Il mio lunedì è stato, come per migliaia di altri lavoratori, nerissimo. Nulla di nuovo sotto…la pioggia, si potrebbe dire. Noi che sui treni lerci e insufficienti viaggiamo tutti i giorni non siamo certi rimasti sorpresi dall’ennesima dimostrazione di inefficienza subita. Ma lunedì c’è stato qualcos’altro che mi ha fatto salire il sangue agli occhi. Rientrato a casa, ho acceso il computer per leggere sui vari siti i commenti e le reazioni alla giornata campale. Con mio grande disappunto (eufemismo) mi sono imbattuto nelle dichiarazioni rilasciate dal presidente della Regione Roberto Formigoni e dell’assessore regionale ai Trasporti Raffaele Cattaneo.
Mai impudenza fu più sfrontata. "Siamo pronti a fermare Freccia Rossa" ha tuonato il Governatore. Dimentico, lui forse non noi, che solo pochi giorni prima si era presentato in pompa magna all’inaugurazione dell’Alta Velocità. Perchè non ci ha pensato subito a fare un’iniziativa clamorosa? Ne aveva l’occasione, la più eclatante ed evidente. O vuole farci credere che non immaginava, lui che di solito sa sempre tutto, che le condizioni del servizio pendolari sono disastrose?
Troppo comodo, caro Formigoni, prima farsi belli e poi lanciare minacce di carta pesta. Crede forse che abbiamo tutti l’anello al naso? Pensa, per caso, che non siamo capaci di vedere che accanto alle responsabilità delle Ferrovie ci sono anche quelle, non meno gravi, della Regione? 
Lei peraltro è recidivo. Partecipò nel 2006 tra squilli di tromba all’inaugurazione del quadruplicamento della linea Milano-Treviglio.
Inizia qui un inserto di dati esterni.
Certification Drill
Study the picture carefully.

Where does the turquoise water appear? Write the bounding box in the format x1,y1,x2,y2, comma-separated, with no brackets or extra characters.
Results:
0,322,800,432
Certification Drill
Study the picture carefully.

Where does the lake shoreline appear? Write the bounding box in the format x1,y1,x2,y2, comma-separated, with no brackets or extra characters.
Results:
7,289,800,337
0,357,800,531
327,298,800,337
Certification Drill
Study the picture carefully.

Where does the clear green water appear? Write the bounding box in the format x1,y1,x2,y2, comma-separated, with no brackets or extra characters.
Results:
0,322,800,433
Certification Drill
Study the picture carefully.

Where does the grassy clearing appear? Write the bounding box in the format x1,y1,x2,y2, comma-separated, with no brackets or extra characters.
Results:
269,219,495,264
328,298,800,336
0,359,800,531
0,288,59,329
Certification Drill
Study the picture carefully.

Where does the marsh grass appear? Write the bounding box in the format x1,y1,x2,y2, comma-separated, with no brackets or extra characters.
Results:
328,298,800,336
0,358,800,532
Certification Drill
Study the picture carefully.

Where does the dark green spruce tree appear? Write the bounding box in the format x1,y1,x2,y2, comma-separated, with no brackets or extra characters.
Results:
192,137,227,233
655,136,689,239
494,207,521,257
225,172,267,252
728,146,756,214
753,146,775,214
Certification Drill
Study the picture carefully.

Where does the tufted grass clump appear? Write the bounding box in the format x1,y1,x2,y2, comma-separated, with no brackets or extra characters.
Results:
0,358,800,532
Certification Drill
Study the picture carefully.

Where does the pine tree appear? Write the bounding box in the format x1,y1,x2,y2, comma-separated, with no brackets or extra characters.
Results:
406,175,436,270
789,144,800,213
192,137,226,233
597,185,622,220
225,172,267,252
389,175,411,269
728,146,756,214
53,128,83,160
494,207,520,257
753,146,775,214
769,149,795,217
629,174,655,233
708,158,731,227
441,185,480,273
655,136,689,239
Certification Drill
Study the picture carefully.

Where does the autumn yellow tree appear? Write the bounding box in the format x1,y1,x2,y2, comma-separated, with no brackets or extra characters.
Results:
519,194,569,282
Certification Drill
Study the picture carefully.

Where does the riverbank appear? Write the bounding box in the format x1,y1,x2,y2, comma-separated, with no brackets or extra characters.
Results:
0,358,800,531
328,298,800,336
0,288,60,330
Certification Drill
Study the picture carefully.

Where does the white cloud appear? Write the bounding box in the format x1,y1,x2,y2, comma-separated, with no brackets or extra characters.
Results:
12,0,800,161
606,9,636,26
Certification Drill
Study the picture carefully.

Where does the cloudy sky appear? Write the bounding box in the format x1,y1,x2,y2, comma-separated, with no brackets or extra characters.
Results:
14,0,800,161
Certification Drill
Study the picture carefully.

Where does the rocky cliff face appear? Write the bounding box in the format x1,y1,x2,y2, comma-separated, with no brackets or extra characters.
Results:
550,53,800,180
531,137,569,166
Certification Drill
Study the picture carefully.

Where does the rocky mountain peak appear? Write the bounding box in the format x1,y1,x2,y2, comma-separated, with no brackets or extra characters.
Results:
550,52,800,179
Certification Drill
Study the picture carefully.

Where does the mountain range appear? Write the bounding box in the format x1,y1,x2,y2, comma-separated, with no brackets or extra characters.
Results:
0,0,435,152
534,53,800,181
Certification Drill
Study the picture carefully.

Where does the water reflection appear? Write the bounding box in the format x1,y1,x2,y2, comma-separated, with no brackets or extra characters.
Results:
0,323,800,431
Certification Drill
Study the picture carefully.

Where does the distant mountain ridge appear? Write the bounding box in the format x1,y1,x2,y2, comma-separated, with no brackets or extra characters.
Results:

Non si è accorto che quell’opera ancora oggi non è stata completata? Ha mai letto le rimostranze dei sindaci di Arcene, Stezzano e Levate?
Se non fosse una cosa maleddettamente seria, ci sarebbe da ridere, e della grossa, di fronte alla rodomontata formigoniana. "Bloccheremo Freccia Rossa" dice. Ma ci faccia il piacere….
E che dire della totale assenza sui problemi ferroviari della Lega. Sì, di quel movimento che si spaccia come strenuo difensore dei padani. Forse chi viaggia in treno non merita alcuna tutela? I leghisti fanno battaglie sui cartelli in dialetto, giocano con il folklore. Ma dove sono quando la gente, la loro gente, subisce gravi disagi per le inefficienze dello Stato che in questo momento, non dimentichiamolo, concorrono a governare?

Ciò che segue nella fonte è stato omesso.